Published: 25 March 2014
New figures released today show that entrepreneurship is still thriving in UK high streets, with traditional independent shops increasing whilst chains continue to retreat.
High streets draw more independents while chains back out
The survey of town shopping areas in 2013 by The Local Data Company (LDC) and British Independent Retailers Association (BIRA) shows that 44 independents opened every day during the year, but that chain retailers closed 16 shops a day.

LDC and BIRA also point out that independent high street businesses have continued to grow every year since 2009, although in smaller numbers over the years. In 2010 the net change (openings minus closures) grew by 4% but by last year this growth had reduced to 0.7% - just 725 units.

Retailers of non-perishable goods, however, are an exception, suffering an accelerating decline to -291 units.

The survey shows key growth sectors as mobile phone shops, barbers, beauty and nail salons, tattooing and piercing outlets and convenience stores. Stores in decline include women's clothing and fashion, newsagents, jewellers, pound shops, furniture shops, shoe shops and bars.

Towns with the greatest percentage of independents are Barnes, where they account for 96.6% of retailers, followed by Torre (Torquay), East Barnet, Glastonbury and Stow-on-the-Wold. Towns with the least are Telford, where only 18.4% of shops are independent, followed by Salford, Runcorn, Yate and Bracknell.

Across the board, independents now account for 66% of all retail and leisure units in Great Britain.

LDC director Matthew Hopkinson commented: "Against all odds independent retail and leisure businesses have continued to grow in our town centres.

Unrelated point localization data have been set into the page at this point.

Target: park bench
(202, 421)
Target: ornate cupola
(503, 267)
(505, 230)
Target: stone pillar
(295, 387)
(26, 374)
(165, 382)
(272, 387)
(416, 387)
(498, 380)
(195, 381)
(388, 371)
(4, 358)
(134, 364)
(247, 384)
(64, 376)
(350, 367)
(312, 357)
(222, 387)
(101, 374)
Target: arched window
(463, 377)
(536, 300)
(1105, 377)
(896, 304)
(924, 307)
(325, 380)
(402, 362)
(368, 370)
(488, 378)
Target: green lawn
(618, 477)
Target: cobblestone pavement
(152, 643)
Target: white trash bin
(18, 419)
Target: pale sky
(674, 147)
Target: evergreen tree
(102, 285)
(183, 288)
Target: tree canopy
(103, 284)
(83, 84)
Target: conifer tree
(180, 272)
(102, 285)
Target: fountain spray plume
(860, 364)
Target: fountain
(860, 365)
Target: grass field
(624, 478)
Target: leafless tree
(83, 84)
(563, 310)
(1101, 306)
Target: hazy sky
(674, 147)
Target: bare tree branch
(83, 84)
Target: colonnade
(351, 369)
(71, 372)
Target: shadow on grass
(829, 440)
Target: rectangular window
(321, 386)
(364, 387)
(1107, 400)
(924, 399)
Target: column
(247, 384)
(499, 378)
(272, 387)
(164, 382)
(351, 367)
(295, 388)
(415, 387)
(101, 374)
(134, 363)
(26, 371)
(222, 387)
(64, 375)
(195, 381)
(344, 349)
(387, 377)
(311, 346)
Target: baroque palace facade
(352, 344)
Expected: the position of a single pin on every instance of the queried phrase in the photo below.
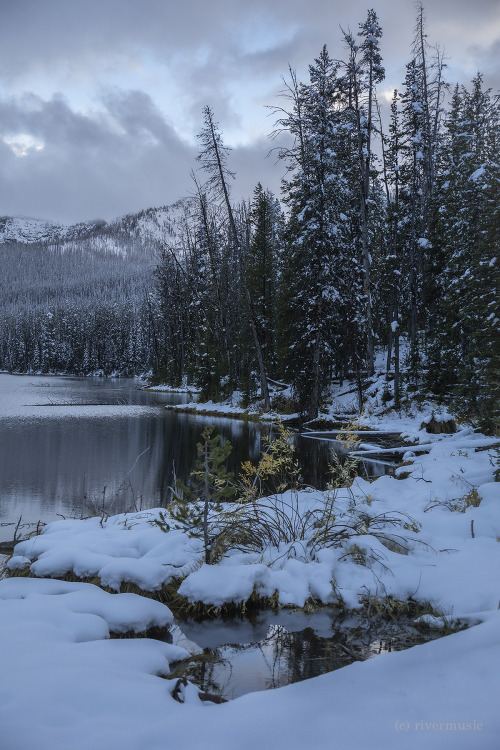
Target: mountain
(81, 298)
(148, 227)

Whilst growth has slowed fourfold since 2009, the key fact is that there continues to be vitality and entrepreneurship on our high streets.

"Chain retailer activity has been the reverse, with more closures than openings happening since 2012 and with more forecast to come. A 3% growth in 2010 has moved to a -0.6% decline in 2013.

"Increasingly independents are adjusting to the new challenges of the total retail world (online and offline) as well as the competition they face from their big chain brothers. Independents are an important part of every town and are the one thing that drives diversity in what has become a homogenous world."

Michael Weedon, deputy chief executive at BIRA, added: "The churn is huge, with more than 15,000 independents closing in 2013 - but nearly 16,000 opening their doors for the first time. The real organic fertility of the high street is illuminated by the LDC data. The margin of growth is tantalisingly fine, with net growth in independents of only 762 overall last year. But this was the third year of this kind of growth and this kind of change.

"It is not a fluke. It is consistent. It is real and it has reduced the LDC shop vacancy rate to below 14% for the first time since 2010."